Merkel elected to fourth term
BERLIN: German Chancellor Angela Merkel, bruised by half a year of post-election coalition haggling, was on Wednesday narrowly confirmed by parliament to her fourth and likely final term at the helm of Europe’s biggest economy.
Lawmakers in Berlin’s glass-domed Reichstag voted 364-315 with nine abstentions for Merkel, who was then formally appointed by President Frank-Walter Steinmeier before taking the oath of office. The secret ballot suggested 35 MPs of her new right-left coalition bloc voted against Merkel, giving her a thin nine-vote margin above a simple majority that opposition parties were quick to label a "rocky start" for a spent and joyless governing alliance.
"There were more dissenting voices than I expected," said Andrea Nahles, the designated head of the Social Democratic Party (SPD), which long struggled with whether to once more govern in Merkel’s shadow.
Merkel, wearing a necklace in the national colours black-red-gold, nevertheless beamed as applause filled the Bundestag chamber, where her scientist husband Joachim Sauer and her 89-year-old mother Herlind Kasner were among the well-wishers.
For the veteran leader, the ceremony marked the end of a painful stretch of post-election paralysis, the deepest crisis of her 12-year career. A right-wing populist rise in September elections weakened all mainstream parties and deprived Merkel of a majority, forcing her into another unhappy alliance with the centre-left SPD.
The grand coalition, mockingly dubbed a "GroKo" in German, didn’t start as a "love marriage", her designated vice chancellor and finance minister, the SPD’s Olaf Scholz, drily observed this week.
All coalition partners have nonetheless vowed to stay together for a full term until 2021. Merkel later met her new cabinet, in which the SPD has wrested the trophy posts of both finance and foreign affairs to the dismay of critics within her Christian Democratic Union (CDU).
To quieten the dissent, Merkel has named an outspoken critic, Jens Spahn, 37, as her new health minister and tapped a potential successor with new CDU general secretary Annegret Kramp-Karrenbauer.
"The chancellor was, from time to time, written off in the past six months," said analyst Marianne Kneuer of Hildesheim University, adding that with the fresh appointments "Merkel has strengthened her position again".

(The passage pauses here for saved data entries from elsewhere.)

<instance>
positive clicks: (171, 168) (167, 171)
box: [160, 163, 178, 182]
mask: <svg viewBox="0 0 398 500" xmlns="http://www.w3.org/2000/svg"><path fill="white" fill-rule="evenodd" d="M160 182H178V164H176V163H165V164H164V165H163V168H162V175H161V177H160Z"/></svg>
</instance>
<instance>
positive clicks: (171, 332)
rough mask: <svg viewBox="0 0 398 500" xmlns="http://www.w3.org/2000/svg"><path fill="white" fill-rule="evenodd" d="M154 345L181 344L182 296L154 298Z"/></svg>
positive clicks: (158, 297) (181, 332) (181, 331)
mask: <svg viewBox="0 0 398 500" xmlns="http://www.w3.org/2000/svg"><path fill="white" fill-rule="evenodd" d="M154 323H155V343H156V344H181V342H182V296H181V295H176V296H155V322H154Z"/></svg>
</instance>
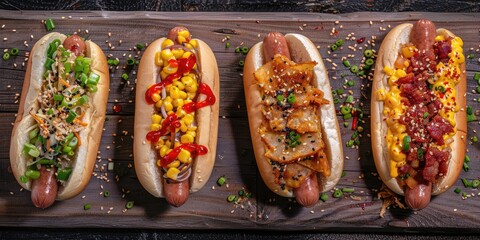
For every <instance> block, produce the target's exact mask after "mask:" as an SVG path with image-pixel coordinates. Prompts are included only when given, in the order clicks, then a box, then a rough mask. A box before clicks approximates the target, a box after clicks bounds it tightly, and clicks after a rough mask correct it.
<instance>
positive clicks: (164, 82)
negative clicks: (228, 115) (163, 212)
mask: <svg viewBox="0 0 480 240" xmlns="http://www.w3.org/2000/svg"><path fill="white" fill-rule="evenodd" d="M219 89H220V82H219V74H218V69H217V62H216V60H215V56H214V55H213V52H212V50H211V49H210V48H209V47H208V45H207V44H206V43H205V42H203V41H201V40H199V39H192V38H191V35H190V32H189V31H188V29H186V28H184V27H175V28H173V29H171V30H170V32H169V33H168V35H167V37H166V38H160V39H157V40H156V41H154V42H152V43H151V44H149V46H148V48H147V49H146V50H145V52H144V54H143V56H142V60H141V61H140V66H139V69H138V80H137V85H136V100H135V101H136V103H135V141H134V158H135V171H136V173H137V177H138V179H139V180H140V183H141V184H142V186H143V187H144V188H145V189H146V190H147V191H148V192H149V193H151V194H152V195H153V196H155V197H164V198H166V200H167V202H168V203H170V204H171V205H172V206H175V207H179V206H181V205H183V204H184V203H185V202H186V201H187V199H188V197H189V193H190V192H196V191H198V190H200V189H201V188H202V187H203V186H204V185H205V183H206V182H207V180H208V178H209V177H210V174H211V172H212V170H213V165H214V163H215V155H216V146H217V131H218V111H219V104H218V102H217V101H216V98H217V97H218V96H219Z"/></svg>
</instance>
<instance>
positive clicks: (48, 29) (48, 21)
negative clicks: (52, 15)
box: [45, 18, 55, 31]
mask: <svg viewBox="0 0 480 240" xmlns="http://www.w3.org/2000/svg"><path fill="white" fill-rule="evenodd" d="M45 27H46V28H47V31H52V30H53V29H55V23H54V22H53V20H52V19H51V18H49V19H47V20H46V21H45Z"/></svg>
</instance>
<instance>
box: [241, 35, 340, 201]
mask: <svg viewBox="0 0 480 240" xmlns="http://www.w3.org/2000/svg"><path fill="white" fill-rule="evenodd" d="M244 89H245V98H246V103H247V112H248V119H249V124H250V133H251V137H252V143H253V148H254V152H255V157H256V161H257V166H258V169H259V171H260V174H261V176H262V178H263V180H264V182H265V184H266V185H267V186H268V187H269V188H270V189H271V190H272V191H273V192H275V193H277V194H278V195H280V196H284V197H295V198H296V200H297V202H298V203H299V204H301V205H302V206H305V207H311V206H313V205H315V204H316V203H317V202H318V199H319V197H320V193H321V192H325V191H328V190H330V189H332V188H333V187H334V186H335V185H336V183H337V182H338V180H339V179H340V176H341V173H342V170H343V152H342V146H341V143H340V142H341V137H340V131H339V128H338V122H337V120H336V113H335V107H334V105H333V98H332V95H331V89H330V83H329V80H328V76H327V71H326V69H325V66H324V65H323V62H322V58H321V56H320V54H319V53H318V51H317V49H316V47H315V45H314V44H313V43H312V42H311V41H310V40H309V39H308V38H306V37H305V36H303V35H299V34H287V35H285V36H284V35H282V34H280V33H269V34H268V35H267V36H266V37H265V38H264V40H263V42H260V43H257V44H256V45H255V46H253V47H252V49H251V50H250V51H249V53H248V55H247V57H246V59H245V67H244Z"/></svg>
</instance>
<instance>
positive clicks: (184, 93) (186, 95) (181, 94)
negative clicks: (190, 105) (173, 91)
mask: <svg viewBox="0 0 480 240" xmlns="http://www.w3.org/2000/svg"><path fill="white" fill-rule="evenodd" d="M178 94H179V96H178V97H179V98H181V99H187V97H188V95H187V93H186V92H184V91H180V92H178Z"/></svg>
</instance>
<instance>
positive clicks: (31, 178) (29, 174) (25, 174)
mask: <svg viewBox="0 0 480 240" xmlns="http://www.w3.org/2000/svg"><path fill="white" fill-rule="evenodd" d="M25 176H26V177H27V178H29V179H32V180H37V179H38V178H40V171H38V170H32V169H30V170H27V171H26V172H25Z"/></svg>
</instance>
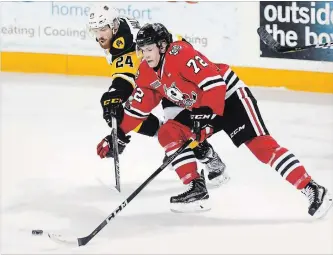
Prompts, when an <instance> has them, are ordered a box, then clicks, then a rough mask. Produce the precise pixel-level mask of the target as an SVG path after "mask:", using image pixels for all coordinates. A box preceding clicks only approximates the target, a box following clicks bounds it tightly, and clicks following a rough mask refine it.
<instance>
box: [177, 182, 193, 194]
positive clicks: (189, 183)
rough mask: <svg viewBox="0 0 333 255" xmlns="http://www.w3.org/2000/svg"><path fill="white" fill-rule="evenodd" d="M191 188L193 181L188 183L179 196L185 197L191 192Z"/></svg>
mask: <svg viewBox="0 0 333 255" xmlns="http://www.w3.org/2000/svg"><path fill="white" fill-rule="evenodd" d="M192 188H193V181H191V182H190V183H189V185H188V188H187V189H186V190H185V191H184V192H183V193H181V194H180V196H183V195H186V194H187V193H189V192H190V191H191V189H192Z"/></svg>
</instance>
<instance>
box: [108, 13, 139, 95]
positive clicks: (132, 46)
mask: <svg viewBox="0 0 333 255" xmlns="http://www.w3.org/2000/svg"><path fill="white" fill-rule="evenodd" d="M119 21H120V25H119V28H118V31H117V33H116V34H115V35H114V36H113V38H112V40H111V48H110V49H108V50H105V53H106V58H107V61H108V62H109V64H110V65H111V77H112V79H113V80H114V79H116V78H122V79H124V80H126V81H127V82H129V83H130V84H131V85H132V90H133V88H134V87H135V82H134V78H135V75H136V72H137V70H138V68H139V65H140V62H141V58H138V56H137V55H136V43H135V39H136V34H137V32H138V30H139V29H140V25H139V22H138V21H137V20H135V19H130V18H127V17H122V18H120V19H119Z"/></svg>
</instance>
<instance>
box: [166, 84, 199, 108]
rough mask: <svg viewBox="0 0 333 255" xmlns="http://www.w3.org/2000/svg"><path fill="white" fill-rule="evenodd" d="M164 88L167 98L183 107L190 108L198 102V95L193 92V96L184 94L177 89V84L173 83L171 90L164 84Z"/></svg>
mask: <svg viewBox="0 0 333 255" xmlns="http://www.w3.org/2000/svg"><path fill="white" fill-rule="evenodd" d="M163 88H164V92H165V94H166V96H167V97H168V98H169V99H171V100H172V101H173V102H174V103H176V104H177V105H179V106H181V107H184V108H190V107H192V106H193V105H194V103H195V102H196V101H197V98H198V95H197V93H195V92H194V91H192V92H191V96H190V95H189V94H187V93H183V92H181V91H180V89H179V88H177V86H176V83H175V82H173V83H172V84H171V86H170V87H169V88H168V87H167V86H166V85H165V84H164V86H163Z"/></svg>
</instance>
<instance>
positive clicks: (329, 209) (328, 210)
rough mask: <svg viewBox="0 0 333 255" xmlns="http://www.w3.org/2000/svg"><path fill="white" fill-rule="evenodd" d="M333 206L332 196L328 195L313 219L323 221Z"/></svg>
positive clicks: (324, 200)
mask: <svg viewBox="0 0 333 255" xmlns="http://www.w3.org/2000/svg"><path fill="white" fill-rule="evenodd" d="M332 205H333V197H332V194H330V193H328V192H327V193H326V194H325V196H324V199H323V203H322V204H321V206H320V207H319V208H318V210H317V211H316V212H315V213H314V215H313V217H315V218H316V219H322V218H324V217H325V216H326V214H327V213H328V211H329V210H330V209H331V208H332Z"/></svg>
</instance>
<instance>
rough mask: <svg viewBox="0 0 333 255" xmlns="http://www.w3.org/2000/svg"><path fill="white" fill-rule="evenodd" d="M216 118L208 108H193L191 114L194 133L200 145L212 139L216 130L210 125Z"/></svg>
mask: <svg viewBox="0 0 333 255" xmlns="http://www.w3.org/2000/svg"><path fill="white" fill-rule="evenodd" d="M215 116H216V114H213V111H212V109H211V108H210V107H208V106H202V107H199V108H193V109H192V111H191V114H190V117H191V120H192V121H193V123H192V127H193V128H192V132H193V133H194V134H195V135H196V140H197V141H199V142H200V143H201V142H203V141H204V140H206V139H207V138H208V137H210V136H211V135H212V134H213V132H214V128H213V126H212V125H211V124H210V123H211V120H212V119H213V118H214V117H215Z"/></svg>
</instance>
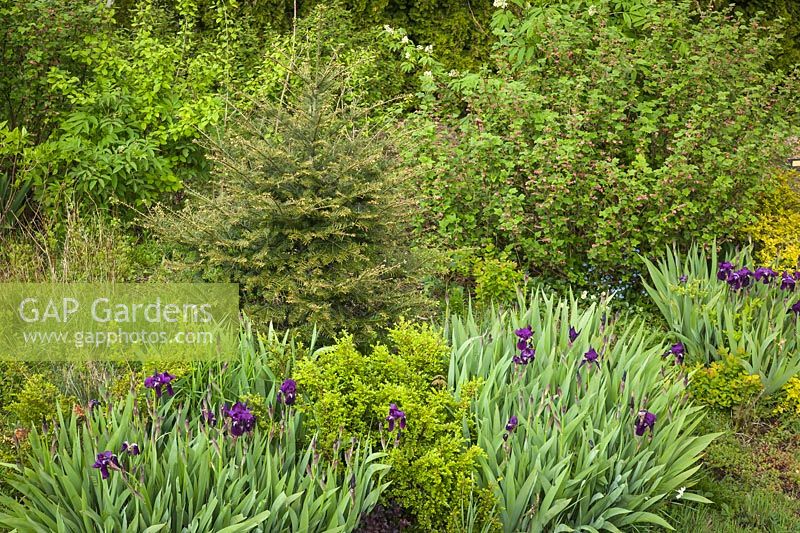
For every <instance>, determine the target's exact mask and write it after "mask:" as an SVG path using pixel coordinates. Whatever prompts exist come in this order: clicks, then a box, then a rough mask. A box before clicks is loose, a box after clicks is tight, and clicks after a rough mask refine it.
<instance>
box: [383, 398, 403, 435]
mask: <svg viewBox="0 0 800 533" xmlns="http://www.w3.org/2000/svg"><path fill="white" fill-rule="evenodd" d="M386 420H387V421H388V422H389V431H394V423H395V421H396V422H397V424H398V425H399V426H400V429H405V428H406V414H405V413H404V412H403V411H401V410H400V409H398V408H397V404H395V403H393V404H391V405H389V416H387V417H386Z"/></svg>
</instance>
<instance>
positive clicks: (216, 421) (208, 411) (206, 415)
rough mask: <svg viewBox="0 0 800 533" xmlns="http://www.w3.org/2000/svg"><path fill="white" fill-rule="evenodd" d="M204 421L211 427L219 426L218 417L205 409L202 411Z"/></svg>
mask: <svg viewBox="0 0 800 533" xmlns="http://www.w3.org/2000/svg"><path fill="white" fill-rule="evenodd" d="M202 415H203V421H204V422H205V423H206V424H208V425H209V426H216V425H217V416H216V415H215V414H214V412H213V411H211V410H210V409H203V411H202Z"/></svg>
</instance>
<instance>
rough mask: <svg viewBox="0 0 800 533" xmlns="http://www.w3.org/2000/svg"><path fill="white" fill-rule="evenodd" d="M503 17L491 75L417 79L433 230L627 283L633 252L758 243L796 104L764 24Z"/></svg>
mask: <svg viewBox="0 0 800 533" xmlns="http://www.w3.org/2000/svg"><path fill="white" fill-rule="evenodd" d="M717 4H719V3H717ZM495 5H496V6H497V7H498V9H497V10H496V12H495V14H494V16H493V17H492V22H491V30H492V34H493V35H494V36H495V47H494V54H493V55H492V57H491V59H490V61H489V65H487V67H486V68H484V69H483V70H476V71H473V72H448V68H447V67H445V66H444V65H433V66H426V67H421V68H420V70H423V68H424V70H425V71H426V72H429V73H430V74H431V75H429V76H424V75H423V76H422V83H421V88H422V91H423V94H424V95H425V96H426V97H427V99H426V100H425V101H424V104H425V105H423V106H421V108H422V110H421V112H420V118H421V122H422V124H421V126H420V127H419V128H418V129H417V130H415V131H416V132H417V134H418V135H419V137H418V139H417V141H416V142H414V143H410V144H412V146H413V148H414V149H413V151H412V154H411V157H412V158H413V159H412V160H413V161H414V163H415V164H418V165H419V168H420V169H421V170H422V171H423V178H422V179H421V180H420V189H421V190H420V197H421V198H422V200H421V202H420V203H421V205H420V209H419V211H418V213H419V220H418V223H419V227H420V230H421V231H424V232H425V234H426V235H431V238H432V240H435V241H436V242H437V244H441V243H442V242H446V243H452V245H453V246H460V247H482V246H487V245H493V246H495V247H496V248H497V249H498V250H499V251H501V252H507V253H509V255H510V256H511V257H513V258H514V259H515V260H516V261H517V263H518V264H519V265H520V267H521V268H522V269H523V270H524V271H527V272H529V273H531V274H540V275H542V276H543V277H545V278H546V279H547V282H548V283H551V282H553V281H557V280H568V281H569V282H571V283H573V284H595V285H603V286H605V285H607V284H608V283H609V282H611V283H614V284H615V285H616V284H619V285H621V286H623V287H626V286H628V284H629V283H631V282H633V283H634V284H638V274H639V273H640V272H641V270H640V269H639V268H638V265H631V264H630V262H629V261H628V258H629V257H630V256H631V254H634V253H637V252H641V253H646V254H649V253H653V252H654V251H655V252H658V251H660V250H661V249H663V247H664V246H665V245H667V244H668V243H672V242H678V243H683V244H686V245H688V243H690V242H691V240H692V239H710V238H711V237H713V236H719V238H720V239H725V240H728V241H731V240H732V241H737V240H739V241H740V240H744V239H745V238H746V236H747V233H750V231H746V229H745V228H747V227H748V226H749V225H750V224H752V223H753V222H755V221H756V216H757V214H758V213H760V212H761V211H763V209H762V206H763V205H765V204H766V203H767V202H765V200H766V198H765V194H766V193H768V192H769V191H770V190H771V189H773V188H774V181H773V180H772V179H771V178H772V174H773V173H774V171H773V170H772V169H773V168H774V167H775V164H774V161H777V160H780V159H783V158H785V157H788V156H789V155H790V154H791V149H790V147H789V146H788V145H787V143H786V142H785V141H784V140H785V139H786V138H787V137H789V136H791V135H794V133H793V132H794V127H793V126H792V125H791V124H792V121H793V116H794V115H795V113H796V109H797V104H796V101H797V100H796V99H797V96H798V94H800V91H798V89H797V85H796V84H797V83H798V79H797V78H796V77H794V76H786V75H784V74H783V73H780V72H774V71H772V70H771V69H769V68H768V67H767V65H768V64H769V62H770V61H771V59H772V57H774V54H775V53H776V52H777V51H778V50H779V39H778V38H777V37H776V36H775V34H774V33H773V32H771V31H770V29H769V27H768V26H766V25H765V24H763V23H762V22H761V21H760V20H754V21H747V20H745V19H743V18H740V17H739V16H737V15H735V14H733V13H731V12H728V11H726V10H724V9H721V10H708V9H707V8H706V7H705V6H707V5H708V2H691V1H689V0H681V1H676V2H659V1H656V0H637V1H636V2H622V1H618V0H615V1H612V0H593V1H591V2H587V1H584V0H571V1H570V0H561V1H548V2H525V1H519V0H508V1H503V0H499V1H498V2H497V3H495ZM626 5H627V6H628V8H629V9H630V10H631V11H632V12H631V13H626V12H625V7H624V6H626ZM632 19H634V20H636V21H637V22H635V25H636V27H635V28H633V27H631V24H632V23H631V21H632ZM745 146H746V147H747V149H746V150H745V149H742V147H745ZM786 227H787V228H789V227H790V226H788V225H786ZM795 234H796V232H795ZM795 242H796V241H795Z"/></svg>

On Friday Merkel will head to Paris to discuss EU reform plans with French President Emmanuel Macron ahead of a March 22-23 summit, after a lengthy stretch in which Berlin was hamstrung on the European and world stage.
Macron warned in the Frankfurter Allgemeine Zeitung daily that, without Germany on board, "part of my project would be doomed to failure". Merkel’s incoming coalition has broadly welcomed Macron’s bold reform plans, meant to reinvigorate the bloc and counter populists who have made major gains in Western democracies.